“My eyes alighted on a sign that shouted ‘Ponies don’t dent, THEY DIE’.”
The New Forest, England.
Horsepower rules the roads through this picturesque national park on the south coast.
Around 4,000 in horsepower charge freely around the almost 57 hectares of flatland, less than half of which is true forest while the rest is made up mainly of marsh and pasture, dotted with ancient villages. Of course, I’m not talking about powerful sports cars but the real ponies that graze this land.
A regal BMW 328i seemed fitting for a journey through a park, declared an exclusive royal hunting ground back in 1079 by King William.
There are many road points of entry but I roared in rather rudely via the M27 motorway, which gallops into the area before stopping abruptly at Cadnam. The parks beauty was evident for the last five kilometres on both sides of the fast track. I pulled on the reins of the 241 horses under the hood. The four-cylinder twin turbo obediently pulled back ever so smoothly.
It was early morning and mist shrouded the marshes that suddenly disappeared from sight a couple of kilometres beyond one of the many sleepy villages I passed through. I powered down the front windows and the whine of their motor was the last sound I heard for the next 20 minutes, save the occasional rumble from a cattle grid beneath. The eight-speed sport auto transmission would not be challenged on this terrain and the shift paddles would remain redundant.
Gradually, the fog lifted from the narrow lane to reveal marshland as far as the eye could see. In the distance, I spied some of the famed ponies cantering, splashing as they bounded through streams. But the treat was at the roadside ahead. A group of magnificent specimens with shiny coats and tails that occasionally swatted at imaginary flies. They looked at the metal steed that carried me for a few seconds before returning to their breakfast.
Soon I was on an A-class road that allowed the BMW to break into a trot though not for long, as my eyes alighted on a sign that shouted, ‘Ponies don’t dent, THEY DIE’. A short distance away I rolled to a stop at a junction where a diamond road marking reminded me that ponies have the right of way – always. And that was driven home as a line of ten cars followed slowly behind half a dozen horses strolling into a village centre.
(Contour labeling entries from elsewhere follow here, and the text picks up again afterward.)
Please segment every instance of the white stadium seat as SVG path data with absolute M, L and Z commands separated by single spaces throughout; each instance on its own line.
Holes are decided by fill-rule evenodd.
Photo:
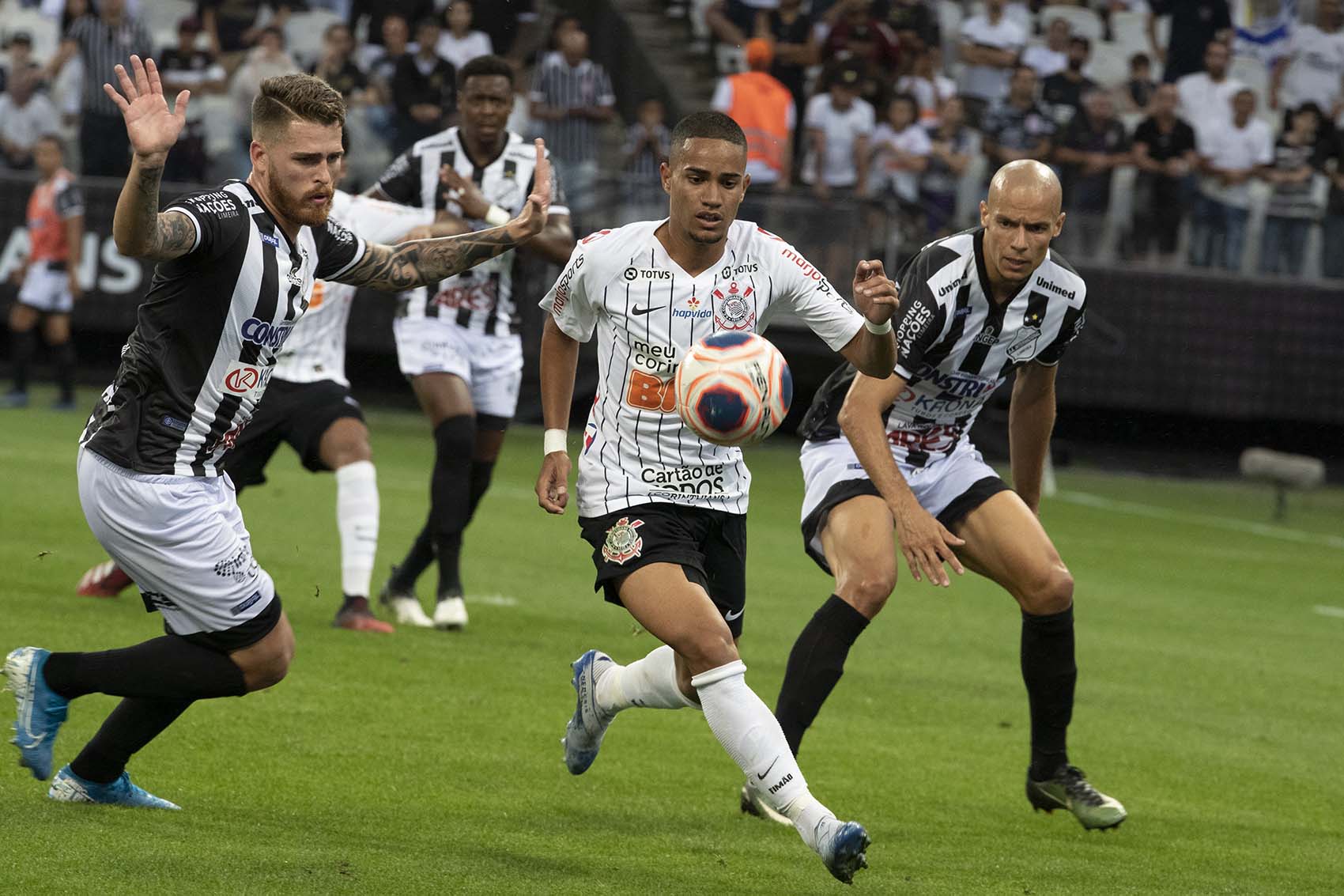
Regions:
M 1102 38 L 1101 16 L 1087 7 L 1043 7 L 1036 15 L 1042 22 L 1063 19 L 1074 36 L 1082 36 L 1094 44 Z
M 309 9 L 289 16 L 285 23 L 285 47 L 289 55 L 305 67 L 317 62 L 323 54 L 323 32 L 336 22 L 344 19 L 331 9 Z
A stop at the New Forest Centre in Lyndhurst spurred me on to explore the heath land, coloured by late blooming flowers that would soon yield to an autumnal chill. Wildlife abounds wherever you look but interestingly Beaulieu village (pronounced Bewley) is the home to the fabulous National Motor Museum. After a visit, I pressed on only to be distracted by a car showroom. Not a modern dealership but one that sold only classic and collector cars!
I pulled into a picnic area by a small lake. As I chomped on an ox tongue sandwich I remembered a lunch I had with former Bad Company/Free front man Paul Rodgers, now a White Rock resident. He told me he has a recording studio in the New Forest – perhaps, he would sing me a soulful rendition of the blues song ‘Rambling Pony’. I giggled then gasped as I turned to find myself staring eye to eye with a donkey.
It backed off as I opened the door to brush the crumbs and specks of meat from the oyster coloured leather seats. It walked around the Bimmer, kicking the tires you might say, seemingly looking over its sleek lines.
I followed closely like an eager salesman, telling him about the car’s finer standard features, its fuel economy (8.7/5.4 L/100kms city/highway), its ability to hit 100 klicks in 7.5 seconds. Maybe that last fact was a bit insensitive, given the nature of the beast before me.
He remained silent throughout. What is a donkey doing among all of these horses, I thought aloud. – He turned, gave me a withering look before shambling away and replied: “Technically, they are ponies – short horses – and having a short ass like me around makes them feel superior.”